Local reports claimed that prolific hacktivist group NoName057 is responsible for the DDoS blitz, which impacted at least 72 websites between July 19 and 30.
Banks, telecoms providers, media and tourism companies are thought to have been affected by the attacks, which followed a trip by Prime Minister Pedro Sanchez to Kyiv in which he expressed his government’s support for Ukraine.
Victim websites included La Moncloa, the official residence of the PM, the Constitutional Court, the ministries of justice and territorial policy, and Ministry of Defence agency Isdefe.
NoName057 has been linked to previous attacks on organizations in Ukraine allies Poland and Lithuania as well as presidential candidates competing in the Czech Republic.
Although DDoS attacks are relatively benign, they can have a significant economic impact on organizations dependent on their websites to drive sales. They remain a favorite tactic of hacktivists as readily available tools make launching attacks relatively cheap and easy.

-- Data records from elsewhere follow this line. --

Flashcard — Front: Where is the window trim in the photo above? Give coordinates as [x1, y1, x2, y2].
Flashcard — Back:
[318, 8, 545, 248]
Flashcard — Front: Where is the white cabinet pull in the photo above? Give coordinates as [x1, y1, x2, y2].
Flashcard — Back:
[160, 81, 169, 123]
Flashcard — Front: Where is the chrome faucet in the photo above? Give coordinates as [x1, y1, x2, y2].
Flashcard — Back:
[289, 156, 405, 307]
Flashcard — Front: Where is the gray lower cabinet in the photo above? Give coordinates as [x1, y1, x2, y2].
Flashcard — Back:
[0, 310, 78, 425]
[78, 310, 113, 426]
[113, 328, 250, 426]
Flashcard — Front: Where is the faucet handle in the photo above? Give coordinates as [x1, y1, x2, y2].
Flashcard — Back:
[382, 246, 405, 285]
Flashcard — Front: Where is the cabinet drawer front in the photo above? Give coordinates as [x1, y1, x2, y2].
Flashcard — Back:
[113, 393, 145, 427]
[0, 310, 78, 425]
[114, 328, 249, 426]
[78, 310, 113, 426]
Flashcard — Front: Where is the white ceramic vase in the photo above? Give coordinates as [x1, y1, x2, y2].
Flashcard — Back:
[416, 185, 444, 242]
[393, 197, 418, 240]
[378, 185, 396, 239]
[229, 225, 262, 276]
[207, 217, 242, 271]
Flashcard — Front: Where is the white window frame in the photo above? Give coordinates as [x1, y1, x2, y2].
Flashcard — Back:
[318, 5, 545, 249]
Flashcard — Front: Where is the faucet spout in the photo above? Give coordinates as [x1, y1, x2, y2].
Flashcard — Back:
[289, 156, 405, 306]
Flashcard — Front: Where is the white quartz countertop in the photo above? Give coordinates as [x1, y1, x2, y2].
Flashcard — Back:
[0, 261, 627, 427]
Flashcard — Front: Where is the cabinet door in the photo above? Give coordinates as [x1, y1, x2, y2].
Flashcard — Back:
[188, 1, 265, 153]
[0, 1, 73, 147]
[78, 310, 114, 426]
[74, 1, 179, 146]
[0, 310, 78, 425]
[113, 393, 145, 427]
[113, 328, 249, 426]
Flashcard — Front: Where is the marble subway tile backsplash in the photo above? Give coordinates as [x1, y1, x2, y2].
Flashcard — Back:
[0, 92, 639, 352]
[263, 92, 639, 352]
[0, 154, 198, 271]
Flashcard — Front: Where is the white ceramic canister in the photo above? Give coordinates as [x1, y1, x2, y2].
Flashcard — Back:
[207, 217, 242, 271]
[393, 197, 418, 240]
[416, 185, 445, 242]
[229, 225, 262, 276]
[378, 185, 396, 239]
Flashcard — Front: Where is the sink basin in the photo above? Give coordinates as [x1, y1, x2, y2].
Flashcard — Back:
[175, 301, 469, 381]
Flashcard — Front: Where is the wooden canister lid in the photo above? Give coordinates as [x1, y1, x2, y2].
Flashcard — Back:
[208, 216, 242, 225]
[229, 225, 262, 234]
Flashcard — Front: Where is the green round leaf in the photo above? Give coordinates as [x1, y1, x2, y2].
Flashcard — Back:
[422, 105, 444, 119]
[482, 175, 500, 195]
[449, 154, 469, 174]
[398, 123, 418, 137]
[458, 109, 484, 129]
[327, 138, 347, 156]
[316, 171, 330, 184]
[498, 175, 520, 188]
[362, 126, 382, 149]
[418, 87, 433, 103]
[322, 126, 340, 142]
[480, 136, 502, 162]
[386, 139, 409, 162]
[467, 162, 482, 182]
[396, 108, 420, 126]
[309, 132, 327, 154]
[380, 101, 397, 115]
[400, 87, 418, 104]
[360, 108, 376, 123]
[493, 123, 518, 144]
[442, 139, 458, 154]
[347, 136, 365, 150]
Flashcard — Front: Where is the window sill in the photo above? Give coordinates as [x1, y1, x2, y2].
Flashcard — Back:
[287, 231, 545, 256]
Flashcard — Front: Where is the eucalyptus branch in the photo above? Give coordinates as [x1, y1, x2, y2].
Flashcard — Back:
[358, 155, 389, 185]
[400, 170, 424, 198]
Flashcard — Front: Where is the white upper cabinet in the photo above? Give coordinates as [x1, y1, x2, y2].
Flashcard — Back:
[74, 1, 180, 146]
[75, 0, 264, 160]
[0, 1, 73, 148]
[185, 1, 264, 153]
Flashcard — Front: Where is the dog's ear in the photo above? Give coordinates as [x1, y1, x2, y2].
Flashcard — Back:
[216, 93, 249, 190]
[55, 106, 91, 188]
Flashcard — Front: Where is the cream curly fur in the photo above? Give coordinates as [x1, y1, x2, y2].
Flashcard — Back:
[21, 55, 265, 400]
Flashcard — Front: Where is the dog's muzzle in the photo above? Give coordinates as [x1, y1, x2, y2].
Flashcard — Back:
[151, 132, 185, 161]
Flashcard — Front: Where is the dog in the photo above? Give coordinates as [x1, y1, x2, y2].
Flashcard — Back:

Separately, the Spanish National Research Council was hit by a ransomware attack on July 16–17, according to Associated Press.
It’s claimed that no sensitive data was exfiltrated as part of the attacks, which have been attributed to the same actor that compromised NASA and Germany’s Max Planck Institute.
Last November, the FBI warned critical infrastructure (CNI) providers that they are in the crosshairs of Russian hacktivists.
The bureau urged all American CNI firms to use DDoS mitigation services, collaborate more closely with ISPs to manage traffic during incidents and to create a disaster recovery plan.